German trumpeter (1851–1885)

Daniel Schwarz (3 July 1851 – 7 March 1885) was a German trumpeter, and the band leader of the travelling Schwarz Band from Hinzweiler, Germany. His home town had a strong musical culture, so although he was a smallholder in Germany, in the summers he would work in the manner of the West Palatine Wandermusikanten, who would travel as musical entertainers throughout Europe in the 19th and early 20th centuries. Schwarz's venues in England were the Raikes Hall Gardens at Blackpool where he was bandmaster and also in the Oddfellows' Hall, Pateley Bridge and in Harrogate, North Riding of Yorkshire.

The Schwarz Band was a section of a larger band belonging to his brother-in-law Jacob Hoffmann. Schwarz was the father of Otto Schwarz, who continued in his father's footsteps, bringing his Bavarian String Band to Harrogate until 1914. Schwarz died suddenly at the age of 33 and is buried in Grove Road Cemetery, Harrogate.

==Background==
Schwarz's parents were Daniel Schwarz (1820–1900) and Margaretha Volles (1820–1877) of Germany. Daniel Schwarz was born on 3 July 1851 in Hinzweiler, Germany, which at that period was within the Bavarian border. On 21 December 1875 he married Katharina Zink in Bavaria. He was the father of Otto Schwarz who later brought the Bavarian String Band to play in Harrogate bandstands between 1897 and 1914.

==Career==
In Schwarz's home town of Hinzweiler, the music club "played a strong and central role in public life". In the 19th and early 20th centuries, the itinerant bandsmen or Wandermusikanten from the Upper Palatinate area of Bavaria were "famous in Europe". Schwarz took advantage of that, and newspapers tended to describe his band as Bavarian.

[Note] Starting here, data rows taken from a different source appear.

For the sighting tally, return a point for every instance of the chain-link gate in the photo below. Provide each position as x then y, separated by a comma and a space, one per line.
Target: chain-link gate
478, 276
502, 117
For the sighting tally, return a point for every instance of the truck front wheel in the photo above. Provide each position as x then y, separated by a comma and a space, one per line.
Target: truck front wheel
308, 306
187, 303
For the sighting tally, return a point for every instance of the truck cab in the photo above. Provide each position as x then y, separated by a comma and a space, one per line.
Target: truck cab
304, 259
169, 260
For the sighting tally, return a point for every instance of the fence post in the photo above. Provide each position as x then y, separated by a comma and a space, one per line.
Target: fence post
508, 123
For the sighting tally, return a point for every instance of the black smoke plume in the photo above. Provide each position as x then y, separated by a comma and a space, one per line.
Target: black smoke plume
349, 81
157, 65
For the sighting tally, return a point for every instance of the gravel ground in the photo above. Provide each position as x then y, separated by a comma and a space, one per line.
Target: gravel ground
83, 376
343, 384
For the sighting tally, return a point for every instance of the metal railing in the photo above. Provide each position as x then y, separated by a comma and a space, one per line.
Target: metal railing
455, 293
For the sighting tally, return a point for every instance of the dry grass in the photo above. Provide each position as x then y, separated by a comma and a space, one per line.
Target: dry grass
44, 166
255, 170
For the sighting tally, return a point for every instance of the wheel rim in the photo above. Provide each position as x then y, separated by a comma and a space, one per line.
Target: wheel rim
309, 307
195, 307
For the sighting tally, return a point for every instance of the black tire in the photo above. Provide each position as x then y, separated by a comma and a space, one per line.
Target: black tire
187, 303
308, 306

In Hinzweiler, where "he was highly respected", Schwarz was a "small landowner" in winter, and a travelling band leader and trumpeter in summer. He first landed in England around 1860 at the age of about nine years, as a visiting musician. From around 1879 until 1885, he was the leader of the Schwarz Band, otherwise known as the Jacob Hoffmann Band, because it was a section of a larger band run by his brother-in-law Jacob Hoffmann. From its inception until Schwarz's death his band, which included mixed instruments and vocalists, played primarily at the Raikes Hall Gardens at Blackpool where he was bandmaster, and also in the Oddfellows' Hall, Pateley Bridge and in Harrogate, North Riding of Yorkshire.

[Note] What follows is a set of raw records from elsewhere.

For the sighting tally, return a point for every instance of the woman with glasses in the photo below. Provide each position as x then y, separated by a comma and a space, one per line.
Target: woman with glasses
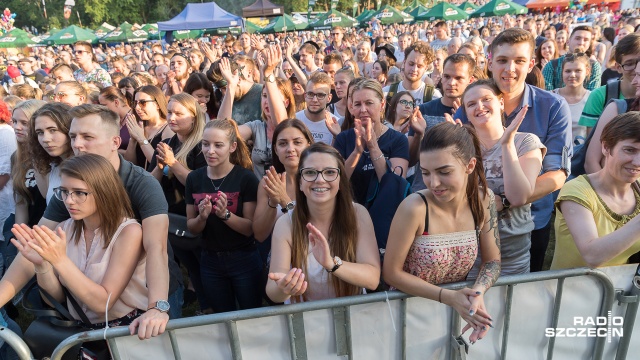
97, 254
511, 162
221, 203
277, 105
71, 93
150, 106
49, 145
326, 247
436, 233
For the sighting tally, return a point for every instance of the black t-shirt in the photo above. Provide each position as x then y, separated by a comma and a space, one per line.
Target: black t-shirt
240, 186
172, 187
146, 199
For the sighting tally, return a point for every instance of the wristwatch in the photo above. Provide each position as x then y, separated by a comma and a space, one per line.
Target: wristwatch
337, 262
505, 202
161, 305
290, 206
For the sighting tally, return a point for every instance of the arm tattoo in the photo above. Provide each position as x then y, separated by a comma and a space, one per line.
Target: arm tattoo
493, 219
489, 273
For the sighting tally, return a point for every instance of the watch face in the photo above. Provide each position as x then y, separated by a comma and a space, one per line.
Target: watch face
163, 305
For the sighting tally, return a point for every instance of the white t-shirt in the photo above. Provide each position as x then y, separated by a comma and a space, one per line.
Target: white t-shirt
318, 129
417, 93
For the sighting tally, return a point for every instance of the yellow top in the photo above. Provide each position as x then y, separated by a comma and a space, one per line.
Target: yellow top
580, 191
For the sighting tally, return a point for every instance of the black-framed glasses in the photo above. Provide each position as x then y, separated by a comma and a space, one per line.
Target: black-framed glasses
629, 66
407, 103
310, 95
63, 194
141, 102
311, 174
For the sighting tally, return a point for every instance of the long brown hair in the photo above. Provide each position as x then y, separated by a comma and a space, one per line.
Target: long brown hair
112, 201
343, 233
241, 156
20, 160
59, 113
465, 144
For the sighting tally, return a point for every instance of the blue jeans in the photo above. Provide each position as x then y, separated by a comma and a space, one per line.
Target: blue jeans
232, 276
175, 301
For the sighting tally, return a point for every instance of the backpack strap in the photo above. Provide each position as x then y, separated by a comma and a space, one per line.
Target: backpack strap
426, 215
613, 91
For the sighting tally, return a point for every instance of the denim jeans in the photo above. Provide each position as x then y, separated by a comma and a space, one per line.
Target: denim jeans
230, 277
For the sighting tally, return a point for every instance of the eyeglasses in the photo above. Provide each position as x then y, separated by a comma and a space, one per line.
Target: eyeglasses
629, 66
328, 174
407, 103
310, 95
141, 102
77, 196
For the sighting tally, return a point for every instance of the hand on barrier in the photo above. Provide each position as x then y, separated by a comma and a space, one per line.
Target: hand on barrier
291, 283
151, 323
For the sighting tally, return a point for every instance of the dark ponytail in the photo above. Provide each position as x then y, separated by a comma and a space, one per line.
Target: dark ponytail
466, 145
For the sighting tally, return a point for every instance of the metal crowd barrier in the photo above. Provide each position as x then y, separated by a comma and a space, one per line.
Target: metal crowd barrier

===Examples of performances===
During the Whit Week holiday of 1883, Schwarz and his band played alongside other acts at Uncle Tom's Cabin on the cliffs at a little distance from Blackpool. On 16 May 1884, he led the band at Pateley Bridge with the following performance:of "operatic and other music": the overture of Titus, a selection from The Pirates of Penzance, The Heavens are Telling a pot pourri from the Zauberlaterne, a selection from Patience, Fantasia and Lohengrin, cornet solo, Snowdrop Polka, Valse, Marien, a selection from Norma, another waltz, Am Schönen Rhein Gedenk ich Dien, Fantasia, Chia an Rosanto St Domingo, a selection from Faust, Pastorale and Messiah, and finally God Save the Queen.

==Death and legacy==
Schwarz died unexpectedly at Harrogate railway station while waiting for the Otley train, on 7 March 1885, aged 33 years. He was visiting the area with his band. (Note: GRO Index: Deaths Mar 1885 Schwarz Daniel. 34 Knaresbro' 9a 85) His body lay in his lodgings at Tower Street, Harrogate, until he was buried at Grove Road Cemetery in a public grave on 9 March 1885. (Note: A public grave is a pauper's grave, i.e. Schwarz's burial was paid for by Harrogate Corporation. He was interred in plot E2491, Grove Road Cemetery, with other people, so he has no headstone. His grave is near the headstone of Walker Harker.)

After Schwarz died, the Schwarz Band became the Royal Palace Guards Band, which continued to play at Pateley Bridge and Blackpool.